Asking health insurers to deal with another level of state regulation is too much, Bacchi said, given last year’s passage of a bill that requires state review of insurance rate hikes.
“The rate review process is still in the throes of being implemented,” he said. “Policymakers have to give this time to work.”
The real villains, Bacchi said, are the rising costs behind health care, as well as the low reimbursement rates for Medicare and Medi-Cal. Bacchi said low reimbursement rates for government programs force those with private coverage to subsidize the losses from Medicare and Medi-Cal.

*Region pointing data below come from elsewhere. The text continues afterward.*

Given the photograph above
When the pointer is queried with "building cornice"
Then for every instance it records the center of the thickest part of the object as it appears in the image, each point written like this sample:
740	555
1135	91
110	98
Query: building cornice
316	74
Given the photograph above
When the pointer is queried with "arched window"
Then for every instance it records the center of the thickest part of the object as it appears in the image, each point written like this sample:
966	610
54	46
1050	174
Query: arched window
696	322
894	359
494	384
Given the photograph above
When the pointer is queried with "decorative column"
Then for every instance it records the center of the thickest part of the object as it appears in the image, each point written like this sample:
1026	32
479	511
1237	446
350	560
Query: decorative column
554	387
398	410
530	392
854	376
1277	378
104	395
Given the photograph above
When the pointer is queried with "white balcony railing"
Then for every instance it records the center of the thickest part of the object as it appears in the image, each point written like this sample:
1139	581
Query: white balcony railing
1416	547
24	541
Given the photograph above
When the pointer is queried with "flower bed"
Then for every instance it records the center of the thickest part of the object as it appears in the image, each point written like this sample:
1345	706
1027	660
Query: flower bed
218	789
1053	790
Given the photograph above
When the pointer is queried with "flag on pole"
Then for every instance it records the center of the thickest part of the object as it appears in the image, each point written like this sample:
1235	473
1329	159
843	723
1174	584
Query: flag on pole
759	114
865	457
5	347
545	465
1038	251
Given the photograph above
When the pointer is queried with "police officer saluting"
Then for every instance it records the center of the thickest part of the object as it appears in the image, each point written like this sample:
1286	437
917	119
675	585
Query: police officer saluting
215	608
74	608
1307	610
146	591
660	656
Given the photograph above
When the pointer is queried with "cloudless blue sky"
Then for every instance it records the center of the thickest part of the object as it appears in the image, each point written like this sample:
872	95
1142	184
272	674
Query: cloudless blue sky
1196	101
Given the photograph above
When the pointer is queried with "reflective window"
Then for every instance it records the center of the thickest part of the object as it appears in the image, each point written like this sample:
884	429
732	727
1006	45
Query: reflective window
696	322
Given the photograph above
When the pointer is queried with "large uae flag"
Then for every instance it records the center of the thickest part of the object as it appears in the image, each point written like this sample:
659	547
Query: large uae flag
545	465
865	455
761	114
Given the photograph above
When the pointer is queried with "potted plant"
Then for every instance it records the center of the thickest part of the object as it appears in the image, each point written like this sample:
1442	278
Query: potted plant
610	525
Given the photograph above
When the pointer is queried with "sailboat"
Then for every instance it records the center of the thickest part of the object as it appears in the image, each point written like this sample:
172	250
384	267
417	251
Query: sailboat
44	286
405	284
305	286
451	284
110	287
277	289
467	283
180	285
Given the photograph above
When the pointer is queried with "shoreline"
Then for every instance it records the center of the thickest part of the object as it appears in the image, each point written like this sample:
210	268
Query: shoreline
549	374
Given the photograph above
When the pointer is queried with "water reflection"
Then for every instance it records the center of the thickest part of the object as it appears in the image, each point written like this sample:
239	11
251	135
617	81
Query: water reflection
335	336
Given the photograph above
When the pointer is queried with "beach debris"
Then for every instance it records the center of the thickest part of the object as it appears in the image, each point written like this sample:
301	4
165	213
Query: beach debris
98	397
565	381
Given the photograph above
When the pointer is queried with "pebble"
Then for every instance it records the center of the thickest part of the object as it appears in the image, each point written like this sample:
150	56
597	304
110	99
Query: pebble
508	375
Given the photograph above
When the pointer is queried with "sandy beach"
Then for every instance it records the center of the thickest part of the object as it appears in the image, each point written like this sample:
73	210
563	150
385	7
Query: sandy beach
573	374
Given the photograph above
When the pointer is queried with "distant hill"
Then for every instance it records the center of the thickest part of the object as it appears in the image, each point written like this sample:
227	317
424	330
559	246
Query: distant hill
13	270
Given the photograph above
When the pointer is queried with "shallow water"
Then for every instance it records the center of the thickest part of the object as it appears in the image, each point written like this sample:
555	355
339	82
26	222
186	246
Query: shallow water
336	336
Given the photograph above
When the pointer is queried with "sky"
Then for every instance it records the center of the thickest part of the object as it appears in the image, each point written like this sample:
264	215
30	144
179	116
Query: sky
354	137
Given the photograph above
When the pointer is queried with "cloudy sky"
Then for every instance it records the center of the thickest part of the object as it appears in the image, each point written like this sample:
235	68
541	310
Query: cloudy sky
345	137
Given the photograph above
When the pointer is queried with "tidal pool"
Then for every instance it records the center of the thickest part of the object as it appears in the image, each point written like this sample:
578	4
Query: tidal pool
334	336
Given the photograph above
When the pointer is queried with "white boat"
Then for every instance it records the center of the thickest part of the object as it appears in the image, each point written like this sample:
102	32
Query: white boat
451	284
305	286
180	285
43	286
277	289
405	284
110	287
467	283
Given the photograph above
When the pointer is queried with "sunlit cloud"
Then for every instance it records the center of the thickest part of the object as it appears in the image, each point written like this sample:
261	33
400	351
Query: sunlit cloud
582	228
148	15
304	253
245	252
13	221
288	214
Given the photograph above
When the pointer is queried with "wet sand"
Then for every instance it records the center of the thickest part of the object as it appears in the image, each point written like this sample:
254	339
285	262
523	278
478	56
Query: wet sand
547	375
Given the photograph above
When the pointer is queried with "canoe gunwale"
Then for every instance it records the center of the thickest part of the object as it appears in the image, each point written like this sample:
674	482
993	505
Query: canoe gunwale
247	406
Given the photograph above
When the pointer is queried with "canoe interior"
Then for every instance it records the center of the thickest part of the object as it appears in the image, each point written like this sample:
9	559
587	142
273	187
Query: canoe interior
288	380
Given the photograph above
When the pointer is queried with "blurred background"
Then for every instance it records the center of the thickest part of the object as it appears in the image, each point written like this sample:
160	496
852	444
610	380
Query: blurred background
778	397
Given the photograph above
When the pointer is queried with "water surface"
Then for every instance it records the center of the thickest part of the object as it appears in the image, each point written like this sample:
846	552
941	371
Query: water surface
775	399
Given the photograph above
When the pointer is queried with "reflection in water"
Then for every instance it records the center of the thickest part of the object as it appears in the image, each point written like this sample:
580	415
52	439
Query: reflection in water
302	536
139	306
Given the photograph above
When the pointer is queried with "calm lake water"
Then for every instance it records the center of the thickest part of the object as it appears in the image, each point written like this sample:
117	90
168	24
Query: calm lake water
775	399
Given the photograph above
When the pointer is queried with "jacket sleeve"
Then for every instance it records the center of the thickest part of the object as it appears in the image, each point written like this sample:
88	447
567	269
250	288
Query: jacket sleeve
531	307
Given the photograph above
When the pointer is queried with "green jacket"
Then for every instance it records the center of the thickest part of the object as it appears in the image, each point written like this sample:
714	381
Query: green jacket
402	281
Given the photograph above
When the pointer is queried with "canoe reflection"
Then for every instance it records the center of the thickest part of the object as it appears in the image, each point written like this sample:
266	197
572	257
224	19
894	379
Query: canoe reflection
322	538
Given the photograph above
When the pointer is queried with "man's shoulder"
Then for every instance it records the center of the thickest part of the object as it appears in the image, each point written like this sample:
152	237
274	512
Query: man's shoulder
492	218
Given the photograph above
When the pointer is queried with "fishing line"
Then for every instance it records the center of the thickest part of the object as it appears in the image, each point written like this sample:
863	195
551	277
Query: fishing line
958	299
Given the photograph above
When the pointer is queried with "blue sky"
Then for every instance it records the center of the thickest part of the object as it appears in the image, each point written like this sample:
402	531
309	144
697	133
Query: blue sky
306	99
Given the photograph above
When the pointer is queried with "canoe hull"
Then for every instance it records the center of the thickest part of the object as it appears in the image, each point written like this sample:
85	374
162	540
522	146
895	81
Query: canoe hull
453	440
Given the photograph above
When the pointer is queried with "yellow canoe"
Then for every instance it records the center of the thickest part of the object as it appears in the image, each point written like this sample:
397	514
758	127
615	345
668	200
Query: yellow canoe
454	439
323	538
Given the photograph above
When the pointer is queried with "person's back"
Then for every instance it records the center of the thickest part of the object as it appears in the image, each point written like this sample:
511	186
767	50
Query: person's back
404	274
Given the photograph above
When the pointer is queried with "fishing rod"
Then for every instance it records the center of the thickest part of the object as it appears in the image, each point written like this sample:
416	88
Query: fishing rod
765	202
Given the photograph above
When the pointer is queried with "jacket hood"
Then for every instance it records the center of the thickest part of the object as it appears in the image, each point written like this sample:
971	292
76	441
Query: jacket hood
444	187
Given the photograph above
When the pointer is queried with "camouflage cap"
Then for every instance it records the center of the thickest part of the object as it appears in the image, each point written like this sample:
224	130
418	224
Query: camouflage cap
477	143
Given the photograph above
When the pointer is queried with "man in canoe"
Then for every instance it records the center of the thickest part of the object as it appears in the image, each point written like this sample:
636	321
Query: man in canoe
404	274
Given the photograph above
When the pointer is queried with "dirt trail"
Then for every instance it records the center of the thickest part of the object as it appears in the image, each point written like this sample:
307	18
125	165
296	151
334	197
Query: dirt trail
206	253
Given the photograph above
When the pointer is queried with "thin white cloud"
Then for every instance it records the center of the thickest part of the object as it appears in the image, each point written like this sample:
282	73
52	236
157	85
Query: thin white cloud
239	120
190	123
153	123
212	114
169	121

That was the concern echoed by many of the legislators’ questions and position statements about AB 52 at the hearing.
“The need to lower health care premium costs is real,” Assembly member Richard Pan (D-Sacramento) said. “I’m just not sure this is the right mechanism for doing this.”
Physician groups and hospital groups also opposed the bill, primarily because of concerns that cutting health insurer profits would end up resulting in compromised patient care and cuts to providers.
“Providers are already being squeezed,” Jones said. “It’s not about regulating health costs, it’s about getting insurers to charge reasonable premiums, given those costs.”
The Assembly Committee on Health approved the bill and sent it to appropriations.